Et pourtant, malgré ce contexte, 70 % des acteurs du secteur touristique ont rouvert, au moins partiellement. Une reprise inégale, « fragile » et souvent sous contraintes : restrictions sanitaires, approvisionnements compliqués, manque de personnel, infrastructures endommagées… Par exemple, dans la communauté d’agglomération du Grand Nord, 61% des professionnels du tourisme restent encore fermés. La reprise complète du secteur touristique est estimée à environ deux ans.
Si 81 % des structures d’hébergement sont à nouveau opérationnelles, c’est en grande partie grâce à la réquisition de 57 % des chambres pour les équipes d’intervention et le tourisme d’affaires. Les hébergements situés en zones plus isolées, orientés vers le loisir, restent en grande difficulté.
Restauration, nautisme, tourisme vert : le grand flou
La restauration reprend timidement avec 43% d’ouverture au public, freinée par les dégâts matériels et les problèmes de ravitaillement.

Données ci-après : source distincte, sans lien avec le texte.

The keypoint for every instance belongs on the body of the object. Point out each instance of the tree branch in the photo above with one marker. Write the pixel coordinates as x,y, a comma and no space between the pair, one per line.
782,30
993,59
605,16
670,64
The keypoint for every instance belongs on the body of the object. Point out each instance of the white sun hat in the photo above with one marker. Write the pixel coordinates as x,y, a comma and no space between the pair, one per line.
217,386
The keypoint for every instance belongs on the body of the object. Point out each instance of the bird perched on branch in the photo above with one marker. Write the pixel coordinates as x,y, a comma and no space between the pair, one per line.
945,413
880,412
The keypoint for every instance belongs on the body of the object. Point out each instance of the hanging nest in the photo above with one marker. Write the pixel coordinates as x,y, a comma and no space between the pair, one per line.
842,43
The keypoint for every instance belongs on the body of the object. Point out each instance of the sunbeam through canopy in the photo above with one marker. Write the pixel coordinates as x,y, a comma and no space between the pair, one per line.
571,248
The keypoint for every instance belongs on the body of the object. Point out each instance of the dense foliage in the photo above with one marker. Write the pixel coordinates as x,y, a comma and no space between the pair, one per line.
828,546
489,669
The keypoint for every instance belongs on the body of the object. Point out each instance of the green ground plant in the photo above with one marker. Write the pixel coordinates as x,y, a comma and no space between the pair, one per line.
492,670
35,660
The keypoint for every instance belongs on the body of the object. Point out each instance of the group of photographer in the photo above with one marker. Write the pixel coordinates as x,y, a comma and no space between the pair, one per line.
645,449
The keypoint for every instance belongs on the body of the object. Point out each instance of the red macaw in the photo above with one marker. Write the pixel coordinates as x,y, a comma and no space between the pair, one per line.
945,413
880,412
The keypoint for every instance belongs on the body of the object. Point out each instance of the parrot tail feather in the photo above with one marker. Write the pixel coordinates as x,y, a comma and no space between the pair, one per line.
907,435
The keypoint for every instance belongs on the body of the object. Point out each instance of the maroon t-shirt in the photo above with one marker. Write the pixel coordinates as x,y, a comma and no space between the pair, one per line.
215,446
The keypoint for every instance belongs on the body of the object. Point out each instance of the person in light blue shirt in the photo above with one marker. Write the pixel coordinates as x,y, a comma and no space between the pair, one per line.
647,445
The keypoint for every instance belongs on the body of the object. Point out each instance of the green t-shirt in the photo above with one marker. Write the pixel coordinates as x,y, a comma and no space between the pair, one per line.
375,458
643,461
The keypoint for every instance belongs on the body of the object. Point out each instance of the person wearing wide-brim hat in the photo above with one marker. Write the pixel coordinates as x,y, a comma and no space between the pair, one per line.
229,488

Le secteur nautique est à l’arrêt, avec plus de la moitié des bateaux hors d’usage, et les croisières n'ont pas de perspective de reprise sans ponton à Mamaudzou et Petite Terre.
Quant au tourisme vert, il est quasiment gelé : seuls 25 % des sentiers sont praticables mais non sécurisés, et 100 % des exploitations agritouristiques ont été touchées.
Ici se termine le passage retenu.